Theatrical appeals for lottery cash
It might have seemed an unlucky partnership to choose, but Henry VIII and Anne Boleyn were optimistic yesterday as they descended on the Arts Council to deliver an application for lottery funding.
They were represented by the actors Roger Roseboom and Margaret Boughton, who are hoping for a grant of £200,000 to supplement the £650,000 which has been raised to build a 120-seat theatre in Hampton Hill for Teddington Theatre Club, in south-west Lond o n.
More discreet applications also came in from Sheffield Recreation Band Club, Morcambe Youth Band and the Plowright Theatre, Scunthorpe. The Arts Council expects to make grants totalling at least £100m in the next year.
The highest-profile supplicants on the first day for applications came from the Royal Opera House, which sent Jeremy Isaacs, its director, principal ballerinas Darcey Bussell and Viviana Durante and assorted sopranos and baritones.

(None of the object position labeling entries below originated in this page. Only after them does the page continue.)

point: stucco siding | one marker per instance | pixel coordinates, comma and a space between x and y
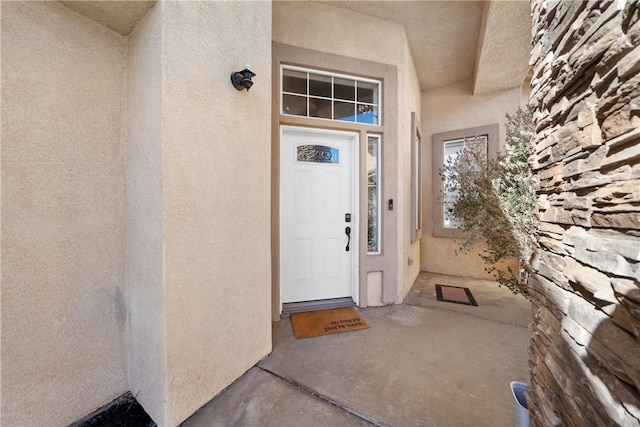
63, 233
145, 239
216, 163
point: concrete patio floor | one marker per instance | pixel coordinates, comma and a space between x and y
422, 363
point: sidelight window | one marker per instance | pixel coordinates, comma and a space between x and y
373, 194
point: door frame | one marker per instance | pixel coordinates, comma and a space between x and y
355, 200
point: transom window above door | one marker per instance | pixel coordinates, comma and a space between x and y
322, 95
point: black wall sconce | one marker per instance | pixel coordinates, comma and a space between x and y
242, 79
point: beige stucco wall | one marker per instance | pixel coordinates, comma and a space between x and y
217, 197
145, 262
338, 31
447, 109
63, 206
410, 101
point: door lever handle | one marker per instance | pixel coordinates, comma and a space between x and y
347, 231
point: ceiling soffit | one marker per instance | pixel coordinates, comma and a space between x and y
504, 47
120, 16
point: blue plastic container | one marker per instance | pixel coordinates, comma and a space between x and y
520, 409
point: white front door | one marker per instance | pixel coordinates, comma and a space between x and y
318, 170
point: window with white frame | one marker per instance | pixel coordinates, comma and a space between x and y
323, 95
446, 146
373, 193
451, 150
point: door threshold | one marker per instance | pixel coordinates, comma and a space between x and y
324, 304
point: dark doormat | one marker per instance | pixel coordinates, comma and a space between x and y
325, 322
455, 294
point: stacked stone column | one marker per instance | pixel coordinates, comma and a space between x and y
585, 346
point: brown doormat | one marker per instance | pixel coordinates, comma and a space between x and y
326, 322
455, 294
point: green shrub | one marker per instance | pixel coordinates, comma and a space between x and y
495, 203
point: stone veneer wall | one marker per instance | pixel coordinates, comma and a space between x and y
585, 347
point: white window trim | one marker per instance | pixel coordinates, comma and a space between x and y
357, 79
492, 132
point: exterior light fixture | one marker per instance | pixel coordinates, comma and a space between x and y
242, 79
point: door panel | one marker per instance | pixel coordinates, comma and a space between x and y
317, 174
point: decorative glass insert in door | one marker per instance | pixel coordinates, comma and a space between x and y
373, 194
317, 154
331, 96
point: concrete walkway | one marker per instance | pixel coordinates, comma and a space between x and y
422, 363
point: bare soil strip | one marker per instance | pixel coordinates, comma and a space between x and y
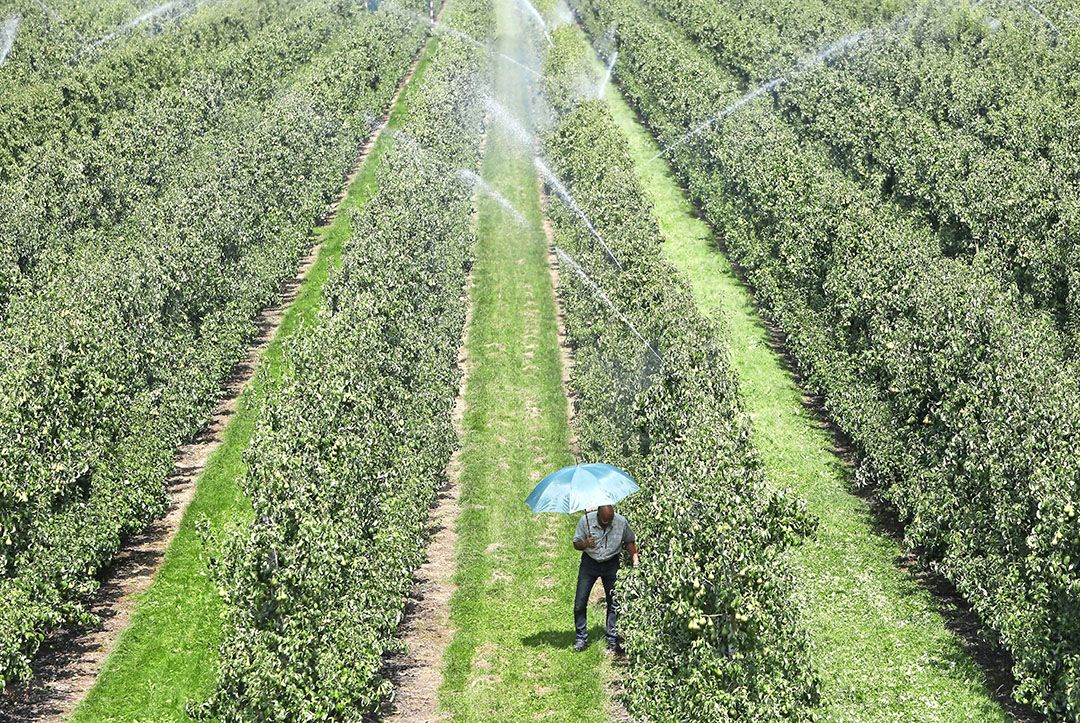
565, 351
69, 660
427, 631
613, 708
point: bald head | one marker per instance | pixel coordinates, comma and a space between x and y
605, 513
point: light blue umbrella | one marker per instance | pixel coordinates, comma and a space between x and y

Mr Isaacs was in rollicking mood, accusing the chairman of the English Arts Council's lottery board, Peter Gummer, of being Father Christmas and flattening journalists who suggested that the Royal Opera House, which is asking for some £50m to fund its repair and redevelopment, was an elitist use of lottery cash.
Meanwhile, the successful appearance of the Royal Opera House celebrities was viewed with relief by press officers. "Getting them all in the right place looking in the right direction is a minor miracle," admitted one.